2ndly, in re the longer passage: I think this's true of much modernist writing as well – yes, two generations later. It's just that we've gotten used to the demands of modernist writing, not that it's gotten any simpler or any less "difficult." Try this on your own pulses: Do you honestly feel that "Anglo-Mongrels and the Rose" or The Anathemata have become easy poems? We know a lot more about how to read them, thanks to people like Keith Tuma, Maeera Shreiber, & Thomas Dilworth, but they still require an expenditure of effort that marks them as – well – difficult.
***
Eric is also back at bat, throwing out ideas like Stephen Hawking with an injection of monkey glands. And I'd respond, but I've got a big stack o' tests a-gradin' like everybody else; what I really wanted to do today was to draw your attention to something that gave me a big burst of pleasure last night – my first dip (ashes on my head!) into W.S. Graham. I have no idea, given my own semi-sentimental-semi-scholarly interest in Scottish lit, and given Tony Lopez (from whom I'd buy a used car any day)'s enthusiastic endorsement, why I haven't gotten around to reading Graham before. This, for instance:

What Is The Language Using Us For? (first poem)

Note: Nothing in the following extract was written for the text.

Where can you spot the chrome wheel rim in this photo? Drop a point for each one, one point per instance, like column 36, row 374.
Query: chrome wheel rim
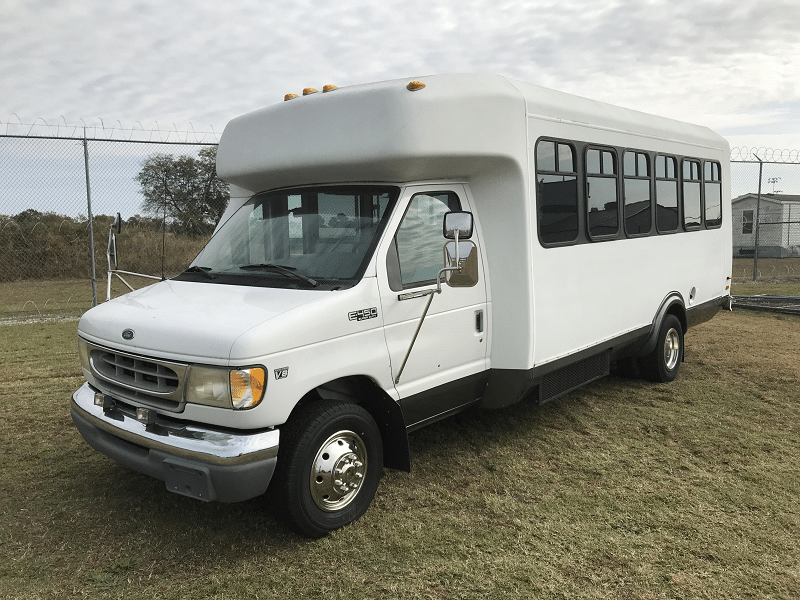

What is the language using us for?
Said Malcom Mooney moving away
Slowly over the white language.
Where am I going said Malcolm Mooney.

Certain experiences seem to not
Want to go in to language maybe
Because of shame or the reader's shame.
Let us observe Malcolm Mooney.

Let us get through the suburbs and drive
Out further just for fun to see
What he will do. Reader, it does
Not matter. He is only going to be

Myself and for you slightly you
Wanting to be another. He fell
He falls (tenses are everywhere.)
Deep down into a glass jail.

I am in a telephoneless, blue
Green crevasse and I can't get out.
I pay well for my messages
Being hoisted up when you are about.

I suppose you open them under the light
Of midnight of The Dancing Men.
The point is would you ever want
To be down here on the freezing line

Reading the words that steam out
Against the ice? Anyhow draw
This folded message up between
The leaning prisms from me below.

Slowly over the white language
Comes Malcolm Mooney the saviour.
My left leg has no feeling.
What is the language using us for?

2 comments:

Henry Gould said...

Hi Mark,

I joined this pleasing fray over at me bloog.

Unknown said...

Just wanted to say that I'm a big W.S. Graham fan, though all I've read is the Selected Poems. Pleased to see you take notice of him. He's like a Language poet who's got rhythm.